Illustration de la longévité du personnel politique français, la plupart des acteurs et témoins du « Karachigate » sont toujours aux affaires. Sarkozy, on l’a vu, était ministre du Budget de Balladur en 1994. L’actuel chef de l’État a-t-il été avisé du montage financier du contrat Agosta ? A-t-il été informé de la création de deux sociétés offshore au Luxembourg (Heine et Eurolux) destinées au transit des commissions versées aux intermédiaires ? Réponse courroucée du chef de l’État à un journaliste, le 19 novembre à Lisbonne : « Mais jamais, mon pauvre, j’ai donné mon aval. […] Enfin, je ne suis pas spécialiste du Luxembourg ! »

Interrogé sur la levée du secret-défense concernant plusieurs documents réclamée avec insistance par les juges, Nicolas Sarkozy est d’accord sur le principe, tout en modulant son propos : « On ne va pas tout déclassifier pour que les services secrets du monde entier se disent : “l’information qu’on donne, ça va sortir”. […] J’ai le sens de l’État. » Premier ministre de Jacques Chirac en 1995, Alain Juppé confirme quant à lui avoir alors été sollicité par ce dernier pour « suspendre le versement de commissions » dans le dossier Agosta. « Je n’en sais rien de plus », affirme le nouveau ministre de la Défense, qui, son récent retour au gouvernement à peine savouré, affirme être « à la disposition de la justice ».

Si le feu couve sous ce dossier depuis plus d’un an, deux hommes ont récemment soufflé sur les braises, à la grande satisfaction de Me Olivier Morice, le conseiller des victimes. Qualifié « d’avocat excité » par Sarkozy, il souhaite que tout ce beau monde, chef de l’État inclus, s’explique devant la justice, au moins à titre de témoin. Charles Millon, l’ancien ministre de la Défense (1995-1997), a déjà déclaré au juge Van Ruymbeke « avoir l’intime conviction » que des rétrocommissions avaient été illégalement versées en France. Une « intime conviction » et de « très forts soupçons » de financement politique illégal que partage l’ennemi intime de Sarkozy, l’ancien Premier ministre Dominique de Villepin, désormais en piste pour la présidentielle de 2012.

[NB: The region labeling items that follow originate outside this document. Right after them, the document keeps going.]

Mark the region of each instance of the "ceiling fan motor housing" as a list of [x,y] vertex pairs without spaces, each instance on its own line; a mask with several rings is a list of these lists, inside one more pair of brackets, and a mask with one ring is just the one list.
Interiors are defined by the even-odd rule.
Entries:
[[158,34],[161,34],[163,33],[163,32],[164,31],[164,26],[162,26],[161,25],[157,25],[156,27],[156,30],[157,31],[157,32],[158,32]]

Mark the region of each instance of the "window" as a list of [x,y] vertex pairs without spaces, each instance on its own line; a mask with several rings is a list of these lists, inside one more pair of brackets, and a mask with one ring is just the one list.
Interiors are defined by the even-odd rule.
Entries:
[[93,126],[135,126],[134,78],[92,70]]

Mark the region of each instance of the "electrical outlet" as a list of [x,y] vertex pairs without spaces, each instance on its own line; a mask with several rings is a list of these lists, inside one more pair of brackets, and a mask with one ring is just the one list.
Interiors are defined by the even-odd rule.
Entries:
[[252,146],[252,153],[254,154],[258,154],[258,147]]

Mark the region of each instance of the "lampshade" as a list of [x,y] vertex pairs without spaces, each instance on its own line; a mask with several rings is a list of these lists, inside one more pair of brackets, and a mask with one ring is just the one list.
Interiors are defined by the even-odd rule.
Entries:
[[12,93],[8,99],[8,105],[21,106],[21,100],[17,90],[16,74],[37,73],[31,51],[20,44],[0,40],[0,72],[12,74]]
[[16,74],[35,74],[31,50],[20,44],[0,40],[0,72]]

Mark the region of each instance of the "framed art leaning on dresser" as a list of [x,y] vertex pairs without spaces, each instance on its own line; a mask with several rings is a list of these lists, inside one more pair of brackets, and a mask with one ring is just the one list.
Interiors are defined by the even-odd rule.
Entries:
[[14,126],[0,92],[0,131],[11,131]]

On s’en doute, l’opposition parlementaire ne peut que faire son miel de cette énième guerre fratricide au sein de la droite. Quand le parti présidentiel, l’UMP, chante le grand air de la « calomnie » – une mélodie un peu galvaudée ces derniers mois –, Bernard Cazeneuve, le député-maire socialiste de Cherbourg (ville qui accueille l’arsenal de la DCN et d’où sont originaires la plupart des victimes), parle, lui, d’« entrave délibérée » au travail d’enquête.

« Que ceux qui nous promettent la vérité passent aux actes. On ne vise personne, on ne veut la tête de personne, nous voulons juste savoir pourquoi nos pères et nos maris sont morts », explique à Jeune Afrique Sandrine Leclerc*, l’une des porte-parole de l’association de victimes Vérité-Attentat-Karachi, qui appelle à plus de « sérénité » pour laisser les juges d’instruction « faire leur travail ». Des juges d’instruction dont Sarkozy avait, en janvier 2009, annoncé la future suppression, provoquant une véritable levée de boucliers pour défendre une fonction considérée comme l’un des remparts de la démocratie française.

L’accumulation des affaires judiciaires qui rongent le débat politique et la détermination des magistrats enquêteurs rendent ce projet désormais irréalisable. Ce n’est pas la moindre des conséquences du « Karachigate ». 

* Coauteure avec Magali Drouet du livre On nous appelle « les Karachi », éditions Fleuve noir.